Pour contrecarrer les abus et la voracité de ces patrons les travailleurs de ces petits commerces doivent se regrouper et se battre ensemble. La CGTR peut les y aider.

Confirmons leurs craintes !

 

Selon le baromètre des Très Petites Entreprises pour le troisième trimestre 2017 réalisé par l'IFOP, 64 % des patrons de ces entreprises voient d'un bon œil la réforme du Code du Travail que se préparent à mettre en œuvre Macron et son gouvernement.

Cependant « une large majorité des dirigeants de TPE (plus de 80 %) estime que l'exécutif aura des difficultés à mener à bien l'ensemble des réformes annoncées et anticipe de grandes grèves avant la fin de l'année ». (Le Figaro du 6 août 2017).

Ne les décevons pas, faisons tout pour faire échec à ce projet néfaste pour les travailleurs en manifestant massivement notre opposition aux ordonnances le 12 septembre prochain !

Ou quand l'histoire rattrape certains...

 

La suppression annoncée de 75 % des contrats aidés a provoqué la réaction immédiate de la classe politique réunionnaise et des associations utilisant ces contrats précaires pour fonctionner.

Les maires en particulier se sont mobilisé et parmi eux le président de l'AMSR (Association des Maires de la Réunion), le maire de Salazie, Stéphane Fouassin.

Voilà qui étonne de sa part, car il faisait partie des premiers élus locaux à soutenir le candidat François Fillon aux primaires de la droite. Un candidat dont un des principaux projets était précisément la « suppression totale des contrats aidés » ! (Interview de celui-ci sur France Inter le 24 novembre 2016)

L'égalité pas réelle du tout pour les travailleurs mahorais

 

À Mayotte, les prix sont bien souvent supérieurs à ceux, déjà bien trop élevés, pratiqués à la Réunion, alors que Smic et minima sociaux sont maintenus bien en-dessous de ceux pratiqués ici ou en France. Les travailleurs mahorais ont donc bien raison de se battre pour obtenir des augmentations de salaires et les mêmes droits que ceux de France.

Les tableaux ci-dessous donnent un petit aperçu de cette discrimination :

 

 

Prix du litre de sans plomb

Prix du litre de gazole

Prix de la bouteille de gaz de 12 kg

Mayotte

1.41 €

1.14 €

22.00 €

La Réunion

1.31 €

0.98 €

16.20 €

 

Smic brut Mayotte 35 h

Smic brut Réunion 35 h

1,117.63 €

1,480.27 €

 

Un patron en grève…de la faim

 

Eric Caroupapoullé, patron de la société de transport de voyageurs C. Joseph a entamé une grève de la faim pour protester contre les conditions du renouvellement du marché lancé par la communauté des villes du sud (Civis) pour le réseaux de transport Alternéo qui concerne Saint-Pierre, Saint-Louis, Avirons, Cilaos, l'Étang-Salé et Petite-Île.

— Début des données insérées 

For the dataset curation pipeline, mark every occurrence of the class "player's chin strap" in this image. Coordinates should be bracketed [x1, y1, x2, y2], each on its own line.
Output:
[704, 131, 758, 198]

Candidat mécontent, exclu cette fois-ci de la candidature de la société d’économie mixte Semittel au profit d’un groupement, Cinéo, dont font partie Mooland, Balayé ou encore Charles Express, ce patron menace de licencier une cinquantaine de ses salariés et est parti en croisade contre le « monopole des grands groupes de transports. »

Cet entrepreneur qui a profité pendant des années de ce marché et qui possède par ailleurs un commerce à Cilaos dénonce aujourd’hui ceux qui sont « toujours plus affamés, jamais rassasiés d’argent et de pouvoir » !

Monsieur Caroupapoullé découvre-t-il les lois de ce système capitaliste où, comme il le dit lui-même, « l’économie est détenue par une minorité », où « le jeu de la concurrence est faussé » ?

Ce patron se bat contre les « inégalités » et « les injustices », comprenez …entre capitalistes !

Non à la loi travail !

 

Les futures ordonnances du gouvernement sur le code du Travail vont  supprimer ou réduire les quelques protections dont bénéficient les salariés.

Pour le patronat, c'est cadeau sur toute la ligne : plus de facilités pour licencier, réduction des indemnités patronales en cas de condamnation aux Prud'hommes...

Pour les travailleurs, ce sera plus de chômage, plus de précarité, d’aggravation des conditions de travail, plus de misère…

La CGTR, Solidaires et la FSU appellent à faire grève et à manifester le 12 septembre, contre les mesures antiouvrières du gouvernement et du patronat.

Pour les contrer, des luttes à la hauteur des attaques sont nécessaires. Le 12 septembre doit déjà montrer que le monde du travail est résolu à ne pas se laisser faire sans réagir.